How is climate change impacting Spain?
The Mediterranean region is especially vulnerable to climate change due to its rapid warming and precipitation decline.
The increased concentration of greenhouse gases has accelerated rising temperatures in Spain, with the country's rate of warming rising a cumulative 1.3 degrees Celsius in 60 years, according to a report by the Spanish weather agency Aemet.
Throughout the summer of 2021, wildfires caused by extreme temperatures raged across parts of the country. Hundreds of residents were evacuated from Ávila in August, and some 1,054 people evacuated from the resort of Estepona and the town of Benahavis in September.
“If we don’t act, it won’t just be climate change we’re dealing with – it’ll be the triple crisis: the loss of biodiversity; pollution, and climate change,” Garzón said.
“It would be the end for a country like Spain. Spain is a country in the Mediterranean basin – it isn’t the UK or Germany – and desertification is a very serious problem for our country, not least because it depends so much on tourism.
“Visiting a desert isn’t quite as attractive as visiting the Costa del Sol.”
Why eating meat is bad for the environment
The production of meat has a negative impact on the environment for many far-reaching reasons, including deforestation and the loss of biodiversity due to the sheer amount of land and water required to raise livestock.

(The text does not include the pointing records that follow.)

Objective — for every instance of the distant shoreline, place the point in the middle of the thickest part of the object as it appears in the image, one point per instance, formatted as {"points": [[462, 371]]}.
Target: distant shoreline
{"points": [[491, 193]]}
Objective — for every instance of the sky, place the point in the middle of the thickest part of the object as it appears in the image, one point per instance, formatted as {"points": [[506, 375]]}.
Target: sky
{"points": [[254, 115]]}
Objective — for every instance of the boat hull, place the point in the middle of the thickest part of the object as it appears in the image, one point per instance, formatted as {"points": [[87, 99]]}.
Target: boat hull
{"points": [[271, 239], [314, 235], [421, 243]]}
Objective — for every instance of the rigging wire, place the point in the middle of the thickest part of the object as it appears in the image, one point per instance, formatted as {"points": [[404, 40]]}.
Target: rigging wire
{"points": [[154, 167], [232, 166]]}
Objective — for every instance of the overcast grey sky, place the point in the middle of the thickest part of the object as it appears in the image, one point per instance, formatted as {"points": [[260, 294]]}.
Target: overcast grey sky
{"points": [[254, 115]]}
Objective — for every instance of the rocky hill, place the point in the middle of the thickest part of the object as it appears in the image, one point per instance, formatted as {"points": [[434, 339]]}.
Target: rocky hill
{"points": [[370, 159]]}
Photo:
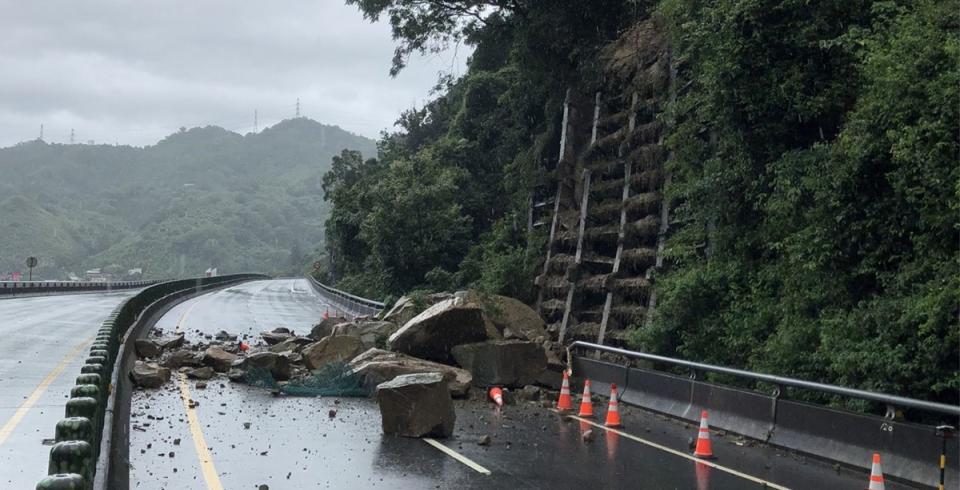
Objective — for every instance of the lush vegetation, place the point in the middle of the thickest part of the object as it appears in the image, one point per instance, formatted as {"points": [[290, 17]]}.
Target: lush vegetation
{"points": [[201, 198], [814, 176]]}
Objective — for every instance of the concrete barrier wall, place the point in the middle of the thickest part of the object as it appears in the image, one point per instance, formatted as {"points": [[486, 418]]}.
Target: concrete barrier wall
{"points": [[911, 451], [77, 458]]}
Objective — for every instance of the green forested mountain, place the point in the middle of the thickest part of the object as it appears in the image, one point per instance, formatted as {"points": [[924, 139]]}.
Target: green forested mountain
{"points": [[813, 162], [203, 197]]}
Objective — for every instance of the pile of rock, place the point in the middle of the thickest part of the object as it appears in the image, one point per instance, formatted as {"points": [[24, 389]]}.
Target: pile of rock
{"points": [[415, 360]]}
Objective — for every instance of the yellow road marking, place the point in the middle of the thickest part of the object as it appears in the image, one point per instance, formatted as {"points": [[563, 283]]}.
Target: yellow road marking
{"points": [[678, 453], [209, 471], [457, 456], [40, 389], [183, 317]]}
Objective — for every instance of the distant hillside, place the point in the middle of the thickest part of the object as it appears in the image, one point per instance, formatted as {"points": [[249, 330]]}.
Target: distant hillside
{"points": [[203, 197]]}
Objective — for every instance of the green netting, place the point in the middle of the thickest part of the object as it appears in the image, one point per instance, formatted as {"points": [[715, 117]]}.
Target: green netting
{"points": [[334, 379]]}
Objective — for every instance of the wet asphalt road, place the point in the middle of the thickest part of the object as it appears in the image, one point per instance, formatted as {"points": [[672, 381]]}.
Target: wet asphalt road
{"points": [[43, 344], [292, 443]]}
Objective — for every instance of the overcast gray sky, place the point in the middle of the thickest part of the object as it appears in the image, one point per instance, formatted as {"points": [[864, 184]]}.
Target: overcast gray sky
{"points": [[133, 71]]}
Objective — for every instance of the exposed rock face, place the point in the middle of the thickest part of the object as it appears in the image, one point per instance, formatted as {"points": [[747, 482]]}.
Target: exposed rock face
{"points": [[416, 405], [279, 365], [219, 359], [431, 334], [401, 312], [181, 358], [370, 333], [377, 366], [149, 375], [513, 363], [331, 349], [147, 348]]}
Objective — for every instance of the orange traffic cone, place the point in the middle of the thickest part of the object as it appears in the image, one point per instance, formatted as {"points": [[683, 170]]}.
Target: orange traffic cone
{"points": [[613, 409], [586, 406], [704, 449], [565, 402], [703, 476], [496, 394], [876, 474]]}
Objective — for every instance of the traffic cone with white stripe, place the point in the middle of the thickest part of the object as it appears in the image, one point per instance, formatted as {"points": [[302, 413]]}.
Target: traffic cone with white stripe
{"points": [[876, 474], [613, 408], [565, 402], [704, 449], [496, 394], [586, 406]]}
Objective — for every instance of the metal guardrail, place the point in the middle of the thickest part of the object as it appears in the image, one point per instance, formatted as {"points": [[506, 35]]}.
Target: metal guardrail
{"points": [[350, 303], [12, 288], [889, 400], [80, 438]]}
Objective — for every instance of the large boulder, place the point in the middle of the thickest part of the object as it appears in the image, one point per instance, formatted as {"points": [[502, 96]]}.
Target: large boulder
{"points": [[149, 375], [513, 363], [205, 372], [432, 333], [180, 358], [370, 333], [416, 405], [219, 359], [279, 365], [376, 366], [147, 348], [272, 338], [331, 349], [511, 318]]}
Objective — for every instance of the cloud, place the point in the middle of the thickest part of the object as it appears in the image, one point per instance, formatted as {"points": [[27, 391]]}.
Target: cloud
{"points": [[132, 72]]}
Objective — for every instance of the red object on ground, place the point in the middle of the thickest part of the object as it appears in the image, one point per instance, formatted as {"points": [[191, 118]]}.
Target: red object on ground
{"points": [[586, 405], [565, 402], [496, 394], [613, 409]]}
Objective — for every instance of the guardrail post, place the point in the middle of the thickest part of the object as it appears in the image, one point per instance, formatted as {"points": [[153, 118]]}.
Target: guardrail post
{"points": [[72, 457], [74, 429]]}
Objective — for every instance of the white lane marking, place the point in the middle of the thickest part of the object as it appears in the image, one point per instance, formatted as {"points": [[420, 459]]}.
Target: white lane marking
{"points": [[457, 456], [674, 452], [31, 400]]}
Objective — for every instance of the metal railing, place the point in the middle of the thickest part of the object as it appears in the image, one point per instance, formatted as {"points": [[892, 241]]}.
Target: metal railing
{"points": [[350, 303], [11, 288], [83, 439], [889, 400]]}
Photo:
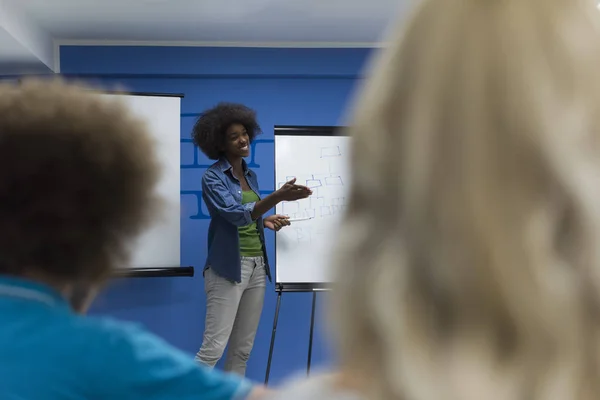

Livestock also produce vast amounts of the powerful and destructive greenhouse gas methane. In total, Our World in Data calculates that beef produces a global average of 110lb (50kg) of greenhouse gases per 3.5oz of protein.
Garzón spoke of the detrimental impact of so-called megafarms in particular, which he said, "find a village in a depopulated bit of Spain and put in 4,000, or 5,000, or 10,000 head of cattle. They pollute the soil, they pollute the water and then they export this poor quality meat from these ill-treated animals.”
Spain’s cultural relationship with meat
Spain eats more meat than any other EU country, with an average of more than 1kg of meat being consumed a week, which equates to the slaughtering of 70 million livestock each year to produce 7.6 million tonnes of meat.
From Jamón to Fuet to Chorizo to chuletón, meat-eating is a big part of Spanish culture, which perhaps explains the backlash Garzón has received since launching his ‘Less meat, more life’ campaign in July, leading to indignant responses from cabinet ministers and six meat-producing associations.
Even the prime minister, Pedro Sánchez, scoffed at Garzón’s suggestions, saying, “Speaking personally, a medium-rare steak is hard to beat.”
The agriculture minister, Luis Planas, also rebuked the campaign, saying the farming sector was being subjected to “profoundly unfair criticisms when it deserved respect for the honest work it does for both our food and our economy.”
Garzón has since clarified that he is not calling for Spaniards to stop eating meat completely, but suggesting they reduce their intake for both health and environmental reasons.
“Other countries – like Germany, the UK and France – are well ahead of us on this. This was the first time in Spain that someone in the government was saying what the scientists have been saying for a long time.”